Tuesday, May 20, 2008

Roundup: Redding, Milledge and more

To say I am anything less than incredibly impressed with Tim Redding would be a lie. Why? Despite all of the following things, he managed to work around his own shortcomings of the night to shut down one of the better offenses in baseball (or at least an offense that features Rollins, Utley and Howard). His stuff wasn't great tonight, as he gave up 7 hits and walked 2 in his 6 and 1/3 innings of work. He only struck out two batters and 59% of his pitches went for strikes (not bad, not great). The key to his performance tonight: getting out of jams. He was Cardiac Cordero-like out there, as he led the Phillies into the pit of despair on multiple occasions. Hats off to you, Tim Redding. You fought through it on a night where your stuff wasn't the best, and ended up giving up nothing but a big goose egg!

Now that I've gotten all of my sunshine and rainbows out of the way, we turn to Lastings Milledge. Per the gamer from Nationals.com, "'The swagger is part of my game since I broke in the big leagues. Every time I go out there, I feel I'm the best player out there,' Milledge said. "It's gets rough when you don't play to your potential.'" Yes, it does get rough when you don't play to your potential. I'm glad you've realized this, and I'm sure you'll end up being a solid major leaguer. But, seriously, Lastings. You are not the best player out there. I don't even have to look back to the box score to know that the Nationals started 5 position players better than you (Zimmerman, Young, Lopez, Guzman, Flores). Have confidence, not cockiness. Seriously, when I copy/pasted that comment to my roommate, he was just like "Wat?" Please, Lastings, just go out there every night and play your heart out. Let your play do the talking when it comes to whether or not you're the best player on the field. Leave the fans with visions of diving catches, doubles to the gap and stolen bases rather than costly strikeouts and poor play in center field.

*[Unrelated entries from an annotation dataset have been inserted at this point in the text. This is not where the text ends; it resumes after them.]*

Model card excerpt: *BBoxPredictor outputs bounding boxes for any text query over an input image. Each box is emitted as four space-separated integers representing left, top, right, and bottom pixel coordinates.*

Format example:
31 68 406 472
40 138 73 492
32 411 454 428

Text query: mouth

Congrats to Jon Lester, who threw a no-hitter tonight. I won't go into the whole story, but it is very courageous to come back from the cancer he had not so long ago. If he pitched for a team that wasn't the Boston Red Sox, I would be more ecstatic (and would have probably devoted a whole post to it), but I will settle for a pat on the back and a blurb for the guy. Funny that the Sawx have 18 no-hitters all-time whereas the Mets have none.

Chico is starting Wednesday. For the sake of the well-being of my television set, I will not watch it. If Hill goes on the DL, I'd place my bet on Chico going back to the rotation for the time being (unless he bombs again on Wednesday). I certainly would like to see Clippard, Balester or Shell get the start, but I think Manny will keep giving Chico chances until Bowden sends him down.

Last note: according to the Nats Journal, Alfonso Soriano hit more homers last week (7) than the entire Nationals outfield has hit all season (6). One word: yuck.